Background: The α7-subunit of the α7-nicotinic acetylcholine receptor (α7-nAChR) is an obligatory intermediate for the anti-inflammatory effects of the vagus nerve. But in humans, there exists a second gene called CHRFAM7A that encodes a dominant negative α7-nAChR inhibitor. Here, we investigated whether their expression was altered in inflammatory bowel disease (IBD) and colon cancer.Methods: Quantitative RT-PCR measured gene expression of human α7-nAChR gene (CHRNA7), CHRFAM7A, TBC3D1, and actin in biopsies of normal large and small intestine, and compared to their expression in biopsies of ulcerative colitis, Crohn's disease, and colon cancer.Results: qRT-PCR showed that CHRFAM7A and CHRNA7 gene expression was significantly (p<.02) up-regulated in IBD (N=64).

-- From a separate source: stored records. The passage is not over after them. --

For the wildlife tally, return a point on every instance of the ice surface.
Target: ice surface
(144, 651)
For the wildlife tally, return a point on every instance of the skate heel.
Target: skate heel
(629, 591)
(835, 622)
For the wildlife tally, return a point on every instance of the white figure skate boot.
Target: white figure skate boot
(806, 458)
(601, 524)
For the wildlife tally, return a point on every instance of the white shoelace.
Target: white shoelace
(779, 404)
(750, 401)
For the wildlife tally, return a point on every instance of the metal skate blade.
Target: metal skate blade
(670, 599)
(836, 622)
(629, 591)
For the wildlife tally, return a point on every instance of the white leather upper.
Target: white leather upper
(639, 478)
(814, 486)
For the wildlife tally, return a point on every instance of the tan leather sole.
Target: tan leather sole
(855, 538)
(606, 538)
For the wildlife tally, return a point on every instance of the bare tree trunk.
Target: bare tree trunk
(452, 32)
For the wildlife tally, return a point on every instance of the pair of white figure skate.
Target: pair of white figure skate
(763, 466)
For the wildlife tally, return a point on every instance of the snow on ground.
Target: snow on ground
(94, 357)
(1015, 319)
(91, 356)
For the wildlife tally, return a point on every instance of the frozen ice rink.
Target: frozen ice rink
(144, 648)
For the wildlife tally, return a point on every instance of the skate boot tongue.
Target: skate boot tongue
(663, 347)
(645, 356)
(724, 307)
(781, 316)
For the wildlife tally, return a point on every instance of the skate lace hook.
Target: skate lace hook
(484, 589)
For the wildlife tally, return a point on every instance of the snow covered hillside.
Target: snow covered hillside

Gene expression was unchanged in colon cancer. Further analyses revealed that there were differences in ulcerative colitis and Crohn's Disease. Colon biopsies of ulcerative colitis (N=33) confirmed increased expression of CHRFAM7A and decreased in CHRNA7 expression (p<0.001). Biopsies of Crohn's disease (N=31), however, showed only small changes in CHRFAM7A expression (p<0.04) and no change in CHRNA7. When segregated by tissue source, both CHRFAM7A up-regulation (p<0.02) and CHRNA7 down-regulation (p<0.001) were measured in colon, but not in small intestine.Conclusion: The human-specific CHRFAM7A gene is up-regulated, and its target, CHRNA7, down-regulated, in IBD. Differences between ulcerative colitis and Crohn's disease tie to location of disease.Significance: The appearance of IBD in modern humans may be consequent to the emergence of CHRFAM7A, a human-specific α7-nAChR antagonist. CHRFAM7A could present a new, unrecognized target for development of IBD therapeutics.